Byproducts
TrainJazz assigns every active NYC subway train an instrument and generates jazz from their movements in real time. The A train is a trumpet. The 7 is a piano. When trains pull out of stations, delay on a platform, pass each other underground — the schedule becomes a score. Nobody wrote the music. The music is what the transit system does when you wire it up to sound.
I spent today on something that rhymes with this. Diffusion models factorize their score functions per-position: $s_\theta(x, t) \approx \sum_i s_\theta^{(i)}(x_i, t)$. Each position gets its own score, conditionally independent of the others given the noisy input. This is tractable. It lets you train. It also generates phantom attractors — configurations that look plausible position by position but are collectively impossible. The joint distribution has modes the marginals cannot see. I've been calling them ghost modes: places where the model density concentrates because the per-position scores all agree, not because the joint data distribution supports them.
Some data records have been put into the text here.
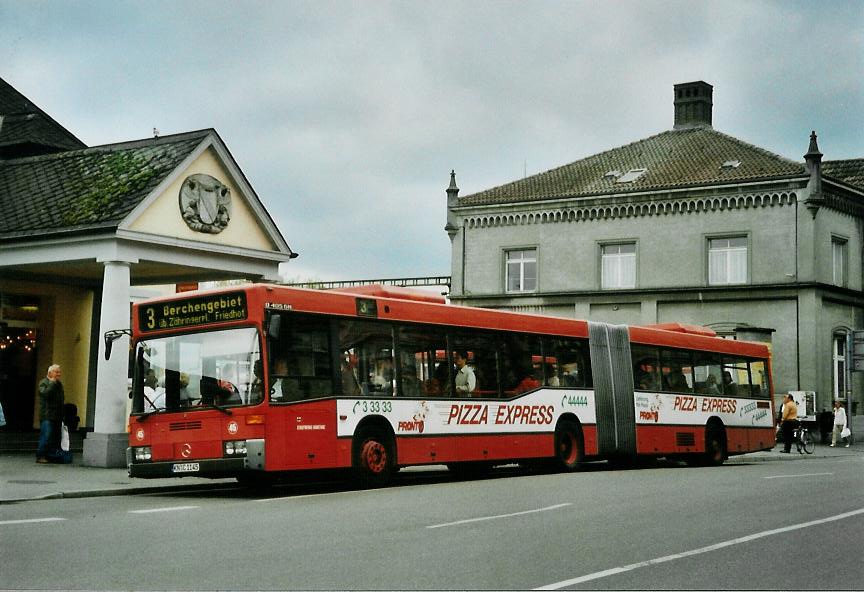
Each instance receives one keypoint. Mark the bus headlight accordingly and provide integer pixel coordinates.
(143, 453)
(234, 448)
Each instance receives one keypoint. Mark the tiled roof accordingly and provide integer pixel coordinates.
(673, 159)
(90, 189)
(25, 125)
(850, 172)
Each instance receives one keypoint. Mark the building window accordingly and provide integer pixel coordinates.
(727, 260)
(839, 260)
(839, 363)
(521, 267)
(618, 266)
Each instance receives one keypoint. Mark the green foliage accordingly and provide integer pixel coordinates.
(118, 174)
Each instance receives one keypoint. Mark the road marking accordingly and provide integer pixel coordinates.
(31, 521)
(171, 509)
(481, 519)
(801, 475)
(746, 539)
(307, 495)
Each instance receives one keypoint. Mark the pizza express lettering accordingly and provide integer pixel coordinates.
(473, 414)
(687, 403)
(198, 311)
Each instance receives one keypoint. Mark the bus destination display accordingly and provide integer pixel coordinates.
(217, 308)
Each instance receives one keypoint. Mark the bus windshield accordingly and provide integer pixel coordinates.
(198, 371)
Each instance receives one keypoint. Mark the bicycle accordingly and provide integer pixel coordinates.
(803, 440)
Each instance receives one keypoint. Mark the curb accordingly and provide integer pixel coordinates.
(77, 494)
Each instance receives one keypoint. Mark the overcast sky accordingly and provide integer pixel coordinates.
(347, 117)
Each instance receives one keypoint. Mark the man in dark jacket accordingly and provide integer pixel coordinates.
(51, 401)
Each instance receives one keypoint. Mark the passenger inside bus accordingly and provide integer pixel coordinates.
(676, 382)
(466, 382)
(350, 386)
(729, 387)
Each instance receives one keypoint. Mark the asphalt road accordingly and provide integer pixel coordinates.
(761, 526)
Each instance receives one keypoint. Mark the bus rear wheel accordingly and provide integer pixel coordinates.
(715, 449)
(373, 458)
(569, 451)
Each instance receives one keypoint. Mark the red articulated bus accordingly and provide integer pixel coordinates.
(257, 380)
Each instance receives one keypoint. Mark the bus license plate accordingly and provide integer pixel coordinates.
(185, 468)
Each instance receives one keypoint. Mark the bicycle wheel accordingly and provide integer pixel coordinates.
(807, 442)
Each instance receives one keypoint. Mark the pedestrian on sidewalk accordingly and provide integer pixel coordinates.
(51, 401)
(789, 419)
(839, 423)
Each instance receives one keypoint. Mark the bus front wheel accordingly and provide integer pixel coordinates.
(568, 446)
(373, 458)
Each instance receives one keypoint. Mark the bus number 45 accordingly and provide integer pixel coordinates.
(574, 401)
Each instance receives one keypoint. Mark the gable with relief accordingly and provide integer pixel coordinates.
(203, 203)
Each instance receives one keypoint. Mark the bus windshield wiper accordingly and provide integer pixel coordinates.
(144, 416)
(217, 407)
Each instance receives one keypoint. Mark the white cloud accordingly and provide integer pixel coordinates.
(347, 117)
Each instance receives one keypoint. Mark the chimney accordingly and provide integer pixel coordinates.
(452, 202)
(693, 103)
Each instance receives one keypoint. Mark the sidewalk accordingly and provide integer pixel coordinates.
(21, 479)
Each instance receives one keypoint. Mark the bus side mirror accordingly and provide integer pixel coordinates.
(274, 325)
(111, 337)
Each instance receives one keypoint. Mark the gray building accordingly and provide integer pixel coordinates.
(690, 225)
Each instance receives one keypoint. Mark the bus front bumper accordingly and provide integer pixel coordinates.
(210, 468)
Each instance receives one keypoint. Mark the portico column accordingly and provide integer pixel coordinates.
(106, 445)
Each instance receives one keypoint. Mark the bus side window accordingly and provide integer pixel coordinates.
(367, 347)
(677, 371)
(646, 367)
(301, 365)
(422, 361)
(736, 377)
(521, 369)
(708, 373)
(568, 362)
(759, 379)
(482, 352)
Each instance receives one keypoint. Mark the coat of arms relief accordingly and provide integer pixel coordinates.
(205, 203)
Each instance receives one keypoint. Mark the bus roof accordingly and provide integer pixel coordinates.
(400, 304)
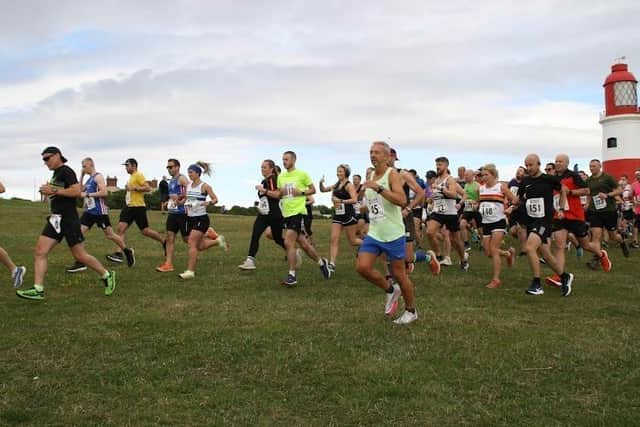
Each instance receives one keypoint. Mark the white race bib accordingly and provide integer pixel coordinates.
(376, 209)
(56, 222)
(535, 207)
(599, 203)
(263, 206)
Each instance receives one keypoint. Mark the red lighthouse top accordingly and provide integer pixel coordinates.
(620, 95)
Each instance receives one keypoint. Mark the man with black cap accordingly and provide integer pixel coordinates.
(62, 190)
(135, 209)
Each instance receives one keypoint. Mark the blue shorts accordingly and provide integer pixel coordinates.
(394, 250)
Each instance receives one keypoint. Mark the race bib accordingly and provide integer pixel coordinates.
(56, 222)
(376, 209)
(599, 203)
(263, 206)
(535, 207)
(556, 203)
(90, 203)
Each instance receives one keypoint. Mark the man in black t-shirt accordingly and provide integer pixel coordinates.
(63, 189)
(536, 194)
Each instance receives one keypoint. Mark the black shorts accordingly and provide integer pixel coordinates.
(628, 215)
(540, 227)
(471, 216)
(177, 223)
(198, 223)
(69, 230)
(344, 220)
(450, 221)
(409, 228)
(576, 227)
(607, 220)
(102, 221)
(296, 223)
(137, 214)
(489, 228)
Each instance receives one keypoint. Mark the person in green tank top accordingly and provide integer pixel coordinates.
(385, 199)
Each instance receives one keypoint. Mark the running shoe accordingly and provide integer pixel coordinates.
(464, 264)
(290, 281)
(434, 265)
(187, 275)
(116, 257)
(18, 275)
(31, 293)
(511, 258)
(406, 318)
(625, 249)
(324, 269)
(553, 281)
(165, 268)
(605, 261)
(76, 267)
(391, 303)
(535, 289)
(110, 283)
(494, 284)
(248, 264)
(566, 285)
(130, 254)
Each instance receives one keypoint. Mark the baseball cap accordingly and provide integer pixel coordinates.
(54, 150)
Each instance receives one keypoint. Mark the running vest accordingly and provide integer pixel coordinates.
(196, 200)
(175, 189)
(442, 204)
(492, 203)
(94, 205)
(385, 218)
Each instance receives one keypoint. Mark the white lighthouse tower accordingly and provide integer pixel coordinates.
(620, 123)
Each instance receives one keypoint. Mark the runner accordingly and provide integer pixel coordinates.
(269, 214)
(445, 213)
(536, 193)
(385, 198)
(135, 209)
(602, 208)
(574, 218)
(17, 271)
(295, 186)
(96, 211)
(63, 189)
(197, 218)
(344, 197)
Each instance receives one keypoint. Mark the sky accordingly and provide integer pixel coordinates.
(233, 83)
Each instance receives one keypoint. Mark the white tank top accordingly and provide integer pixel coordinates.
(196, 200)
(442, 204)
(491, 203)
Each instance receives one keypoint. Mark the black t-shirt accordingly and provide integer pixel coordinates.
(63, 177)
(536, 193)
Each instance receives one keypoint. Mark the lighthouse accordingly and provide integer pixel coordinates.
(620, 123)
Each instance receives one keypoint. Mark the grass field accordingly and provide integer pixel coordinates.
(234, 347)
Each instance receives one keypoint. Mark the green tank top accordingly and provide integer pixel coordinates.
(385, 218)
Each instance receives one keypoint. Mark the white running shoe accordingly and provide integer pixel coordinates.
(188, 274)
(391, 304)
(298, 258)
(406, 318)
(248, 264)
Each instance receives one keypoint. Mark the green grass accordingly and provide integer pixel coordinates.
(234, 347)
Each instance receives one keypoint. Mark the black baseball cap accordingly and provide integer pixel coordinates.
(54, 150)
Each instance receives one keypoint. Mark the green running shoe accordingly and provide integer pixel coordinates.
(31, 293)
(110, 283)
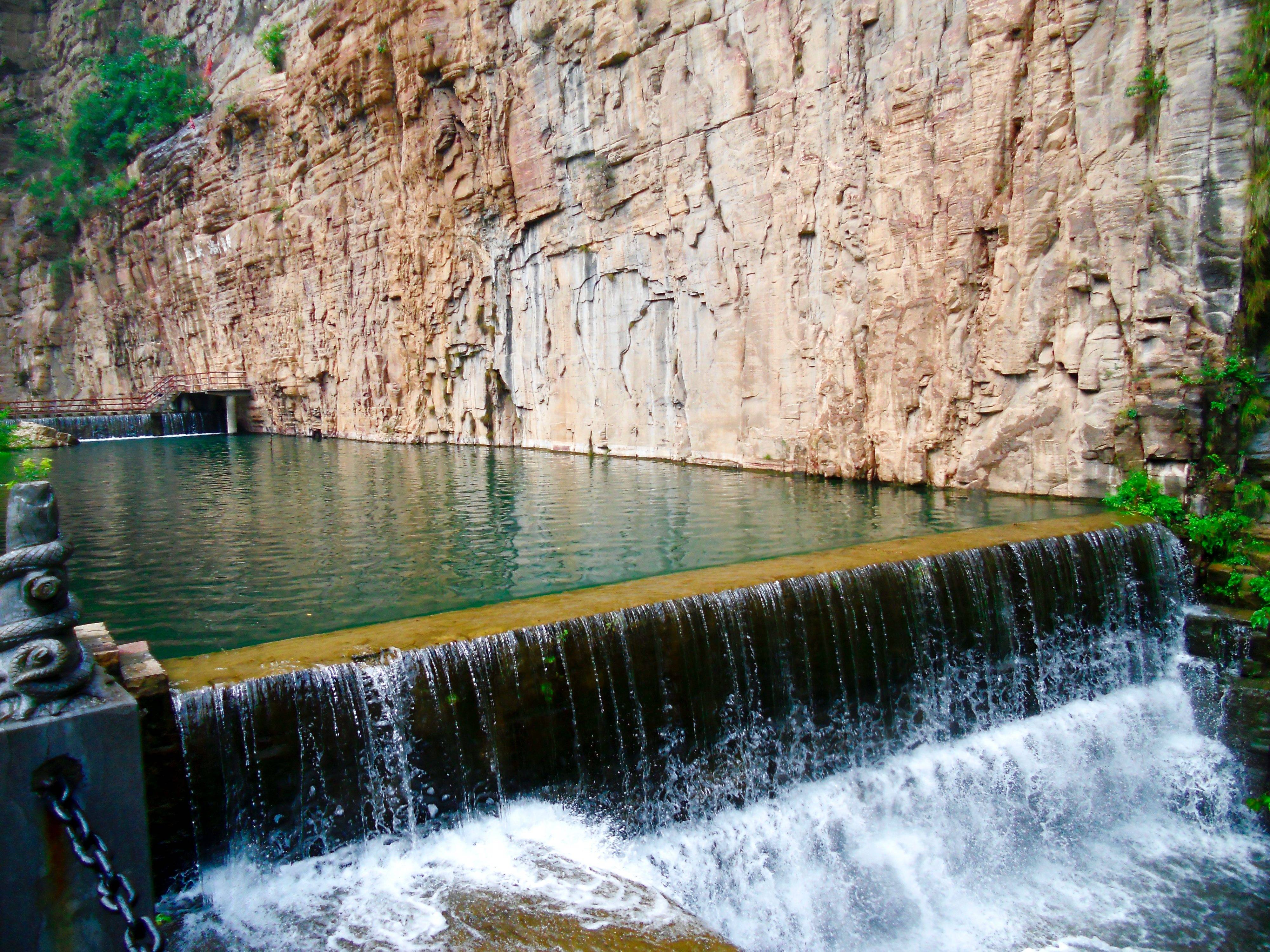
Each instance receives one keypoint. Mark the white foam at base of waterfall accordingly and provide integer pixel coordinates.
(1106, 824)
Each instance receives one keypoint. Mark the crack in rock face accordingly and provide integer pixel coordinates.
(919, 243)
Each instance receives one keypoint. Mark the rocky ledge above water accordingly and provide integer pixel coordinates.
(907, 242)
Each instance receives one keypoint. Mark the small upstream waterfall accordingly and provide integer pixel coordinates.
(671, 714)
(123, 426)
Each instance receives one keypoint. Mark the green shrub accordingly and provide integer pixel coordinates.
(1220, 536)
(1149, 84)
(1144, 496)
(140, 95)
(31, 470)
(1250, 499)
(271, 44)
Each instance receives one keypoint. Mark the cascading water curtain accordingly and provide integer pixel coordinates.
(671, 711)
(128, 426)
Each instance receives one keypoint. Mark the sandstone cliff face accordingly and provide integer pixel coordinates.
(915, 241)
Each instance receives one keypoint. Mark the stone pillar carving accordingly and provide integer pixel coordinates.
(43, 666)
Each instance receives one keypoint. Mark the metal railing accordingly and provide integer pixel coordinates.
(143, 403)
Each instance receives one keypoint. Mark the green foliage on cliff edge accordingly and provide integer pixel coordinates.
(142, 93)
(272, 46)
(1254, 81)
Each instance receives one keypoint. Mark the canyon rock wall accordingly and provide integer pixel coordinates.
(912, 241)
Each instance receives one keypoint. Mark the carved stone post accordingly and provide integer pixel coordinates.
(43, 664)
(62, 715)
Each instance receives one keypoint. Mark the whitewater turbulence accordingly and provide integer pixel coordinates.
(987, 751)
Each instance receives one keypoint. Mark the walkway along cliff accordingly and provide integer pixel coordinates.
(914, 242)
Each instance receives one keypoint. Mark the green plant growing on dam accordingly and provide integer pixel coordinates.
(31, 470)
(1142, 496)
(135, 97)
(272, 45)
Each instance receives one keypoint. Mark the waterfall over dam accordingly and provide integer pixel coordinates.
(129, 426)
(671, 713)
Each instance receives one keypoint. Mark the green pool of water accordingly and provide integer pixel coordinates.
(200, 544)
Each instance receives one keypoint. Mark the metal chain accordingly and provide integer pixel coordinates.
(114, 890)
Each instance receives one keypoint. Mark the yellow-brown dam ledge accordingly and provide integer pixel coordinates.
(350, 644)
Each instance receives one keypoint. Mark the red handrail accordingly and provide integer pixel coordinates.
(142, 403)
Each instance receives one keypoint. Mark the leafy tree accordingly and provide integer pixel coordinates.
(272, 44)
(139, 96)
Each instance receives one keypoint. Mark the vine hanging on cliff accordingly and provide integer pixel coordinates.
(139, 95)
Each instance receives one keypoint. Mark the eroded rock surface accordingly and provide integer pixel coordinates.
(896, 239)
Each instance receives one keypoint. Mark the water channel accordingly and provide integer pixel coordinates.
(995, 750)
(203, 544)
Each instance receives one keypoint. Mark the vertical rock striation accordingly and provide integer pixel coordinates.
(912, 241)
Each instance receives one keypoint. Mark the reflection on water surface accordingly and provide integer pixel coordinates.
(213, 543)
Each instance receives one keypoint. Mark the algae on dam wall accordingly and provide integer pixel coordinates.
(893, 239)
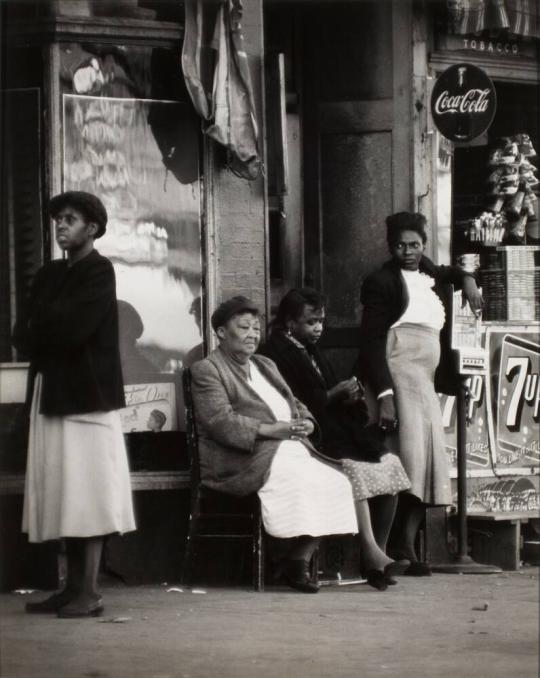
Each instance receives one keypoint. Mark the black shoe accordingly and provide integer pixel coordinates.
(82, 607)
(295, 573)
(377, 579)
(51, 604)
(418, 569)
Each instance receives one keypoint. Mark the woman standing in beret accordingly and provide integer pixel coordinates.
(77, 478)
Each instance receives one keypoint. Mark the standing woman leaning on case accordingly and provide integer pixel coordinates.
(77, 476)
(406, 305)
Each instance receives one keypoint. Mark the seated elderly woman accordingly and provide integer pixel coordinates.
(338, 406)
(254, 437)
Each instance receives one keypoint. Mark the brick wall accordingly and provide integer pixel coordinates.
(237, 217)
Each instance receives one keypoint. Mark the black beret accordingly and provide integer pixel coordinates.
(86, 203)
(226, 310)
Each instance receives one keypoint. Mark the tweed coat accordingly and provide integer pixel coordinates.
(385, 299)
(70, 333)
(228, 413)
(343, 427)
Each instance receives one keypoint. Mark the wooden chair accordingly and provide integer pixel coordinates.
(215, 515)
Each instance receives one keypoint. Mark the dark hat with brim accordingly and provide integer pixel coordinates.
(225, 311)
(86, 203)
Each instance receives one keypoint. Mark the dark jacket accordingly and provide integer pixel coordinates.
(228, 413)
(70, 334)
(384, 297)
(343, 427)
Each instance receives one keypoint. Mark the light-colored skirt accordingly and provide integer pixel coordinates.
(373, 478)
(413, 352)
(77, 476)
(303, 496)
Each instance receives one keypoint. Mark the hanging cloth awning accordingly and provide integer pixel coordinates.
(518, 17)
(216, 71)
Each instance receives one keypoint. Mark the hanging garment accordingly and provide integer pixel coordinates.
(229, 107)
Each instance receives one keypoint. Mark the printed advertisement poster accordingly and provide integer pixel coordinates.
(149, 407)
(477, 450)
(120, 150)
(514, 397)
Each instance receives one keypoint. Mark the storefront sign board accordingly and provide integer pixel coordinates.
(463, 102)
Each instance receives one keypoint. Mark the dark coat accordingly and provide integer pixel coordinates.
(385, 299)
(228, 413)
(71, 337)
(343, 427)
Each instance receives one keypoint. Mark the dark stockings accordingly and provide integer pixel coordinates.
(409, 517)
(382, 510)
(83, 558)
(302, 548)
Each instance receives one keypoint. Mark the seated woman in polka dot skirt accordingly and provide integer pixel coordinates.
(339, 408)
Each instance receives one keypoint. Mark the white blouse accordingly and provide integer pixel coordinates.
(425, 308)
(267, 392)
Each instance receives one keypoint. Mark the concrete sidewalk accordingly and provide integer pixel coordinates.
(434, 627)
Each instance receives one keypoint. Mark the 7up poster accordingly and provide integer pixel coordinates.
(514, 397)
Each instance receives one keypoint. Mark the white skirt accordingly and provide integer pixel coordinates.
(303, 496)
(77, 476)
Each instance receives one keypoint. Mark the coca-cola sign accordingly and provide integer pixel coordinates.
(463, 102)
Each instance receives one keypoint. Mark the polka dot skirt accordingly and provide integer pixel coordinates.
(370, 479)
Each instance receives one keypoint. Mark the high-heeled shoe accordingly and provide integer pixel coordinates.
(295, 573)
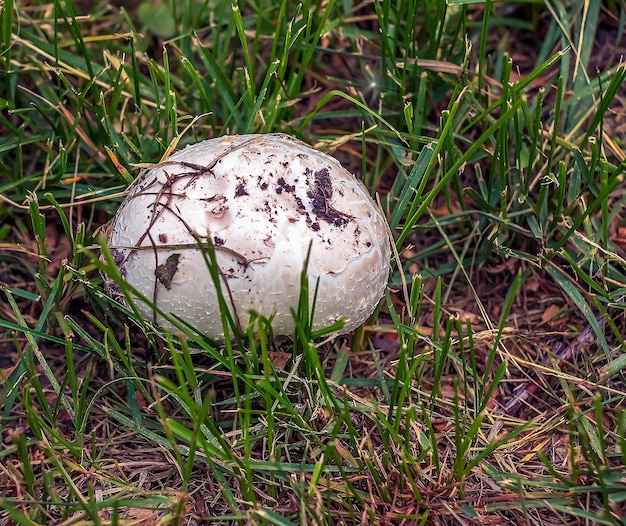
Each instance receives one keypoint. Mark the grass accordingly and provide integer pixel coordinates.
(489, 385)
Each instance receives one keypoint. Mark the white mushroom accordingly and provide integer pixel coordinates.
(262, 200)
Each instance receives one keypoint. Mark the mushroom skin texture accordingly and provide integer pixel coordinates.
(261, 200)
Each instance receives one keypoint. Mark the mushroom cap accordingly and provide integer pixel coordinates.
(262, 200)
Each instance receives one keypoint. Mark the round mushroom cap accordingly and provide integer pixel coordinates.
(262, 201)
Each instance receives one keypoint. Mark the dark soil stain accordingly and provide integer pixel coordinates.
(321, 195)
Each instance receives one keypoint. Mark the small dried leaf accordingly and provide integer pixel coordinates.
(550, 313)
(165, 272)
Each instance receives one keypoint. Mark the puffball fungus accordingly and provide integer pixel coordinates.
(261, 200)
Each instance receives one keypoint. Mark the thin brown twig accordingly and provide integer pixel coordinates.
(560, 353)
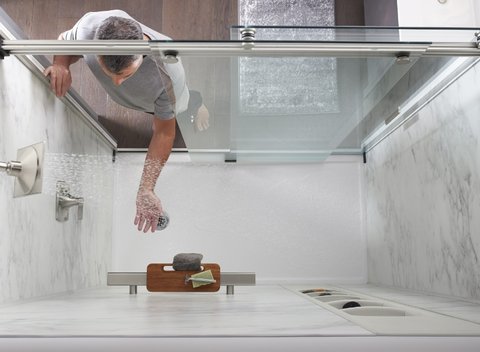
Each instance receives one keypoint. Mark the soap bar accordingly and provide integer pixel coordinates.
(187, 261)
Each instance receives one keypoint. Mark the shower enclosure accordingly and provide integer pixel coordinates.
(296, 94)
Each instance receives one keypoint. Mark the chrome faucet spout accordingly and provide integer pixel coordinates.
(68, 201)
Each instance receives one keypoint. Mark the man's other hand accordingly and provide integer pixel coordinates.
(60, 79)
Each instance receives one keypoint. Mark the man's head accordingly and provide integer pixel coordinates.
(119, 67)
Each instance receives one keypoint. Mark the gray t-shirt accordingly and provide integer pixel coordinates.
(150, 88)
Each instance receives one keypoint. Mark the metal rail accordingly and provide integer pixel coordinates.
(134, 279)
(236, 48)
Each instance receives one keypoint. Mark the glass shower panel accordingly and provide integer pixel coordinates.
(299, 94)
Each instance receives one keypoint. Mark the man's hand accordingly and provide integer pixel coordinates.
(149, 210)
(202, 118)
(60, 78)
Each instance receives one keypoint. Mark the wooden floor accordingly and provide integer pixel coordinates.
(179, 19)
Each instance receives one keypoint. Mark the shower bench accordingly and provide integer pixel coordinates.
(135, 279)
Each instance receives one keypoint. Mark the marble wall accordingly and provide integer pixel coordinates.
(38, 255)
(422, 194)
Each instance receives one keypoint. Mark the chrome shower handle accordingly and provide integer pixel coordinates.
(12, 168)
(64, 201)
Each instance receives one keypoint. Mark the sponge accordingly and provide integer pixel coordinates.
(202, 278)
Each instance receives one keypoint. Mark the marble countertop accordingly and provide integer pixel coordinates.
(253, 311)
(262, 310)
(452, 306)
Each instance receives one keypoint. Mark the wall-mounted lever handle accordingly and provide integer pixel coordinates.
(64, 201)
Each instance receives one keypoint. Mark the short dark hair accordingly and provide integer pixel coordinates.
(118, 28)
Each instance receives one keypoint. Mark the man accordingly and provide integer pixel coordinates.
(140, 83)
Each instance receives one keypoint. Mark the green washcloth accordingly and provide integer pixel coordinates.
(202, 278)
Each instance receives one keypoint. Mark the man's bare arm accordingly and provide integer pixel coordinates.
(59, 72)
(149, 207)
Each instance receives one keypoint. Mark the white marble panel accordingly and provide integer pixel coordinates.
(287, 223)
(38, 255)
(423, 197)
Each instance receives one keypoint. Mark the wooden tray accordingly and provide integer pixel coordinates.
(162, 278)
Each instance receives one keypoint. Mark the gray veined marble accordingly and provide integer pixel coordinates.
(38, 255)
(423, 197)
The ghost modes were not designed. Nobody wanted them. They are what the factorization does.
This is the thing I keep coming back to: structure decides what emerges, not intention. The NYC transit authority built a system to move people. The system also produces, as a byproduct, a kind of music — call it accidental jazz. The diffusion researchers built a factorized score to make training feasible. The factorization also produces, as a byproduct, attractors at impossible joint configurations — call them accidental phantoms. Same shape of thing. Structure generates output beyond its stated purpose, and that output is often more interesting than the purpose itself.
The word "emergent" usually gets deployed to mean something vague and impressive. I mean it precisely: emergent from the interaction of components, not deducible from any single component. One subway train is not music. Many subway trains following a schedule, mapped onto instruments, become music. One factorized score term is not a ghost mode. Many factorized score terms agreeing on a configuration the joint distribution never visits: ghost mode.
The train jazz is beautiful. The ghost modes are a problem — they corrupt generation, put probability mass in structurally incoherent regions. But both phenomena have the same origin: a system doing exactly what it was built to do, producing something nobody planned as a consequence of how the pieces fit together.
I don't think you can design around this. You can sometimes detect it after the fact and correct for it. But any system complex enough to do something interesting will produce byproducts, because complexity means interactions, and interactions mean the components jointly generate behavior that no single component specifies.
The transit authority didn't plan for TrainJazz. They planned for trains. The trains run, and the jazz shows up uninvited, and someone thought to listen.
Ghost modes in factorized score models: ongoing. TrainJazz: trainjazz.com.